Secure Development: A fundamental pillar for the protection of our business
JUAN ANTONIO CALLESShare
In the current technological landscape, secure development has become an essential component for any organization that wants to guarantee the integrity, confidentiality and availability of its systems and data. This approach goes beyond simply reacting to threats; seeks to integrate security as a fundamental element from the first stages of software design to its maintenance throughout its useful life.
Secure development is a methodological approach that incorporates security practices throughout the entire software development lifecycle. Its main objective is to minimize potential vulnerabilities and protect software against current and future threats. This ranges from common attacks such as SQL injections and Cross-Site Scripting (XSS), to more advanced techniques such as exploiting zero-day vulnerabilities.
The most relevant thing about secure development is that it focuses on proactive prevention, integrating security from the design and not as a late addition. This approach is also known as "Security by Design" and allows security to not be an obstacle to functionality, but rather an integrated feature.
One of the fundamental pillars to implement secure development is to follow recognized standards that provide practical guidelines. Among them, the OWASP Application Security Verification Standard (ASVS) stands out. This standard, developed by the OWASP community, establishes a comprehensive framework for defining, evaluating, and verifying application security controls.
ASVS offers a verification level based approach. Each level is designed to adapt to the specific needs of the software according to its criticality and the context in which it will be used:
- Level 1: Basic controls. It focuses on minimum requirements that any application should meet. This level is ideal for low-risk software.
- Level 2: Standard controls. It covers more detailed controls for applications that handle sensitive data or are exposed to moderate risks.
- Level 3: Advanced Controls. Designed for critical applications that require a maximum level of security, such as financial or healthcare systems.
ASVS covers key areas such as authentication management, access control, input validation, secure handling of sensitive data, and protection against common vulnerabilities such as injections and session failures. Its use allows developers and auditors to establish a solid foundation to ensure that applications comply with appropriate security standards, significantly reducing risks.
A notable advantage of ASVS is that it can be integrated into the different stages of the SDLC, providing clear metrics to validate the security of the software. This not only encourages the adoption of secure coding practices, but also ensures that organizations can demonstrate compliance to audits and regulations.

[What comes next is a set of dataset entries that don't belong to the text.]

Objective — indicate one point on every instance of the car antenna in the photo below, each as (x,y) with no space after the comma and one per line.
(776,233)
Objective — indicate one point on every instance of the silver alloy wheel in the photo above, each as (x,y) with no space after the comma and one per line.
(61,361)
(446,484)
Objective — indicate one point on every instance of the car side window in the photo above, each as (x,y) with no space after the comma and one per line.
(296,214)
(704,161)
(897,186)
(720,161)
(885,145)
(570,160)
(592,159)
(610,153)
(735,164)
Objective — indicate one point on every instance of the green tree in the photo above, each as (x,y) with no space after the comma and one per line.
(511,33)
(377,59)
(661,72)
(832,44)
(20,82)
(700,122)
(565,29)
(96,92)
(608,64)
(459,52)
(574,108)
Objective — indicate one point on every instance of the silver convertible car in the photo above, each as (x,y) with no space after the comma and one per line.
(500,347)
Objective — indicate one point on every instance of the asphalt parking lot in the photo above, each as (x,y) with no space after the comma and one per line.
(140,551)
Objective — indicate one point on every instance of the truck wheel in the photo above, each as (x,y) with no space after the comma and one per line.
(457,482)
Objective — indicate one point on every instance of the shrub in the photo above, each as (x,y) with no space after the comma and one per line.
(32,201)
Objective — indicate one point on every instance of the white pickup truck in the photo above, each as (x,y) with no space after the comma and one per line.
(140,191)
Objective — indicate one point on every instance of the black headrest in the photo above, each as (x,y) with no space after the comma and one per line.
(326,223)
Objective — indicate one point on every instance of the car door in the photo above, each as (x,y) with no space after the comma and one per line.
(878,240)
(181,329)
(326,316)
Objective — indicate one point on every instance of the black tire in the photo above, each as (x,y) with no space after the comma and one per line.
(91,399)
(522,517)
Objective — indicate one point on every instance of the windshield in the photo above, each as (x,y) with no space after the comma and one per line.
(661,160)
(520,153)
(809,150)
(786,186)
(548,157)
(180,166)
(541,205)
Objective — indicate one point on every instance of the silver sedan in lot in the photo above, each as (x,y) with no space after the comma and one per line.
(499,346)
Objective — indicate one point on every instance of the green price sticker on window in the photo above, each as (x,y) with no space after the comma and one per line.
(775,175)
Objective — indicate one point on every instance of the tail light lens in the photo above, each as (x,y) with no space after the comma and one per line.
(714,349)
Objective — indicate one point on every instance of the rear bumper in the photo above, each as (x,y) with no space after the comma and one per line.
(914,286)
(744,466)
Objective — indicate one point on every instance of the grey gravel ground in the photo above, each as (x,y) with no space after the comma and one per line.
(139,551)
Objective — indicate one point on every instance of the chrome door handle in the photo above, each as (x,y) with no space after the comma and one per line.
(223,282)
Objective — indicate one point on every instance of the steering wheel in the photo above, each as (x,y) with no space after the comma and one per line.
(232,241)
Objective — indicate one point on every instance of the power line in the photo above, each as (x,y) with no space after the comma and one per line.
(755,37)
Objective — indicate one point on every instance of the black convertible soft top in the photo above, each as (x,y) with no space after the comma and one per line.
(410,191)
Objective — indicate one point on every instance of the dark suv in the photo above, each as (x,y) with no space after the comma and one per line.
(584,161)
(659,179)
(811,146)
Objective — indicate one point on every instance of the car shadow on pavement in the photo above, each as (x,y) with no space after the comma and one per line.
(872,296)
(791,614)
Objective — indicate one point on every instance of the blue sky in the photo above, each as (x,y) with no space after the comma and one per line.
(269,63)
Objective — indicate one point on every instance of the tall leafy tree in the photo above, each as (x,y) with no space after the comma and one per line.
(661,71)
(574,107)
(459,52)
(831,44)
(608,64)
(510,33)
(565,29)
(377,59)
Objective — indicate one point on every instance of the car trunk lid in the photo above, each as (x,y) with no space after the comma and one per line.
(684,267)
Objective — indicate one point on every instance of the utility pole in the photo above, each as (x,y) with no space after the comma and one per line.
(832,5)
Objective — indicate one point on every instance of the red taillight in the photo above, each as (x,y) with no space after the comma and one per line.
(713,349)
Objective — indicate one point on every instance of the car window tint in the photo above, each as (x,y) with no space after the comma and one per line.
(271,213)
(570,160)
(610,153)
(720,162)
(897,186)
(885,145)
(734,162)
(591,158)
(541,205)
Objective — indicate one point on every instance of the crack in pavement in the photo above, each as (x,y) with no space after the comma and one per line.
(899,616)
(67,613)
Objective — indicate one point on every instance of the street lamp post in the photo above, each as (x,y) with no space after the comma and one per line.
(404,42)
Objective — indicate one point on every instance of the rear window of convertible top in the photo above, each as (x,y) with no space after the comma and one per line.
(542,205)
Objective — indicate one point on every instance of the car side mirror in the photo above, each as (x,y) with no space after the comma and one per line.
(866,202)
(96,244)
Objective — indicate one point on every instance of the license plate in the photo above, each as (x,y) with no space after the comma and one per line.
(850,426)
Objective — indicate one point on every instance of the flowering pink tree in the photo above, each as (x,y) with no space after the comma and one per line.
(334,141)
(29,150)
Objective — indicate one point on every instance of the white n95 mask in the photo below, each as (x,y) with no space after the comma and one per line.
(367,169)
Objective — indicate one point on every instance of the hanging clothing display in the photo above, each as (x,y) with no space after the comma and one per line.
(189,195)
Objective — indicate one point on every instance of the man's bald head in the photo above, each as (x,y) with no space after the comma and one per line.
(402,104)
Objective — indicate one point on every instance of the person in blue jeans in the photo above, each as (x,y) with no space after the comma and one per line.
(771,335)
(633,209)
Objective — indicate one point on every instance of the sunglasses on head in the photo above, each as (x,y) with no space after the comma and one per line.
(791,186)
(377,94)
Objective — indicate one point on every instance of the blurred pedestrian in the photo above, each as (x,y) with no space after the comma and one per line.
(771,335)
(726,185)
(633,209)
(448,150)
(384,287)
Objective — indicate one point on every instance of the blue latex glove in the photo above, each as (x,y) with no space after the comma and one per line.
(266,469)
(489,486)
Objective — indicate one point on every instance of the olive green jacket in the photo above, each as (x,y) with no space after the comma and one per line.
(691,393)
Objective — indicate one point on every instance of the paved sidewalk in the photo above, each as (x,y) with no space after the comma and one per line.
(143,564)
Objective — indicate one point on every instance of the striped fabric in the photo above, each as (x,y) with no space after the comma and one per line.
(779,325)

Secure development is implemented throughout the entire software development life cycle (SDLC), following a structured approach. In general, the phases that we would find in our organizations would be the following:
1. Planning
This stage involves establishing the security requirements that will guide the entire development process. It also includes defining policies, objectives and standards that will apply to the project. Correct planning reduces the possibility of strategic errors.
2. Analysis
In this phase, possible threats and vulnerabilities related to the software are identified. Functional and non-functional requirements are documented, including security requirements.
3. Design
Secure design encompasses the architecture and selection of patterns that minimize vulnerabilities. Principles such as the principle of defense in depth are applied here, which establishes multiple layers of security, and the separation of responsibilities.
4. Implementation
In this stage, the software's functionalities are developed, following secure coding practices. This includes:
- Validation and sanitization of inputs.
- Using strong encryption to protect sensitive data.
- Avoid unsafe dependencies or outdated libraries.
5. Tests
The objective of this phase is to ensure that the software meets the established security requirements. Tests include:
- Static and dynamic code analysis.
- Penetration tests to simulate real attacks.
- Automated tests to verify the behavior of the software under different conditions.
6. Deployment
Before launching, it is crucial to ensure that production environments are configured securely. This includes:
- Apply secure settings.
- Protect access keys and certificates.
7. Maintenance
The software life cycle does not end with its deployment. It is essential to perform continuous monitoring, manage new vulnerabilities, and release security updates and patches on a regular basis.
Conclusions
Embracing secure development brings a wide range of benefits, both tangible and intangible, to organizations and their users. One of the most obvious benefits is the reduction of costs associated with vulnerabilities. Fixing security bugs early in development is much cheaper than doing so once the software is in production or, worse, after an incident.
On the other hand, secure development protects sensitive data and the reputation of organizations. In an environment where breaches of personal or financial data can lead to regulatory sanctions and loss of customer trust, ensuring software security becomes a competitive advantage. User trust in a secure application not only improves customer retention, but also fosters long-term relationships with partners and stakeholders.
In addition, secure development helps comply with international regulations and standards. Regulations such as the General Data Protection Regulation (GDPR) in Europe require companies to implement appropriate technical and organizational measures to protect personal data. Secure development facilitates this compliance by integrating security as a core component from the start.
Finally, software designed with security in mind is more resilient against cyberattacks. This not only reduces the impact of incidents, but also ensures operational continuity in adverse scenarios. In a world increasingly dependent on technology, this resilience is crucial to ensure stability and trust in digital services.